A Timeless Shabbat with Holocaust Survivors
- Maria Cristina Lecerio
- Dec 28, 2025
- 2 min read
Updated: Dec 31, 2025
Six Stories from my Sabbath Table
Shared by Rabbi Dov Gartenberg
2025 End of Year Campaign in Support of Shabbat with Friends NM
A Third Story from my Sabbath Table.
Motzei Shabbat-After Shabbat, Saturday Night, December 27, 2025
In the summer of 1977, after working as a camp counselor at Camp Ramah in Ojai, California, my friend and co-counselor, Jonathan Jacoby, invited me to his parents’ home for Shabbat lunch. I knew his parents were Holocaust survivors from Hungary. His father, Emil, had fought in the Resistance against the Nazis. His mother, Erica, had endured the last year of the war in Auschwitz.

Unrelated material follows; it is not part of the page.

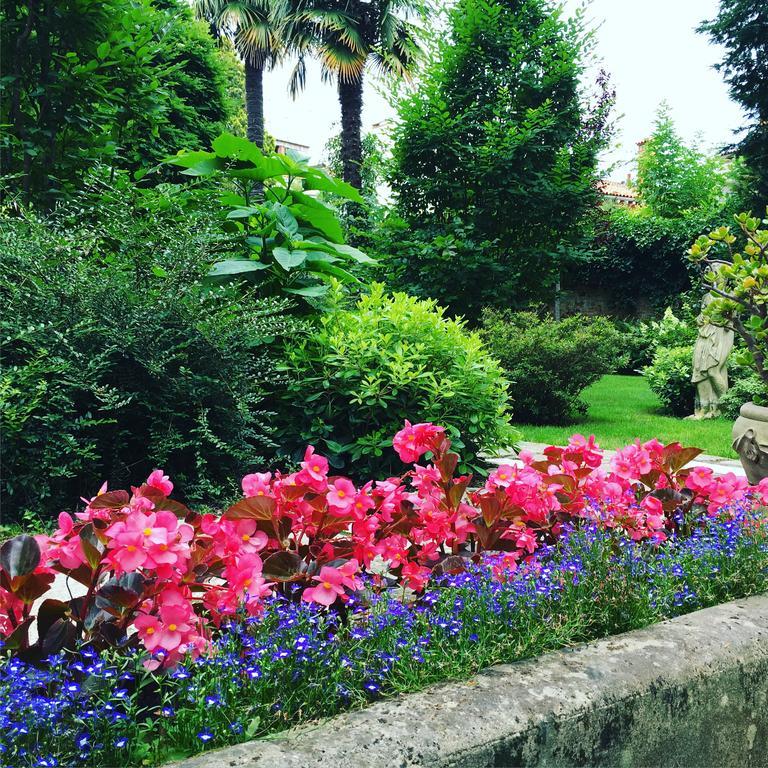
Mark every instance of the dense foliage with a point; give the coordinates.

The moment I stepped into their home, I felt embraced by warmth. Emil and Erica greeted me with smiles that carried both strength and tenderness. Their Shabbat table was a vision of beauty—candles glowing, challah glistening, a quiet holiness filling the room. After the blessings, we began to talk. They spoke of childhoods in Hungary, of the terror of 1944 when Hungarian Jews were rounded up, and of the unimaginable suffering that followed. They told me how, against all odds, they survived, met, and built a new life in America.
Then something extraordinary happened. One of the Jacoby children began singing from the bencher. Slowly, voices joined in until the room pulsed with song—joyful, boisterous, unstoppable. For an hour, we sang as if the walls themselves were dancing. I sat in awe. How could people who had endured Auschwitz and Nazi brutality sing with such unrestrained joy? How could they transform pain into holiness and celebration?
That Shabbat changed me forever. In Emil and Erica’s laughter and melodies, I saw the deepest truth of Judaism: the affirmation of life even in the shadow of death. Their courage and joy inspired me to become a rabbi. It also planted in me a lifelong mission—to recreate that Shabbat table wherever I lived, to share it with my family, friends, and the hundreds of guests who have graced my home. Their hospitality and authentic embodiment of Oneg Shabbat—the joy of the Sabbath—became the heartbeat of my rabbinate and ultimately led to the founding of Shabbat with Friends.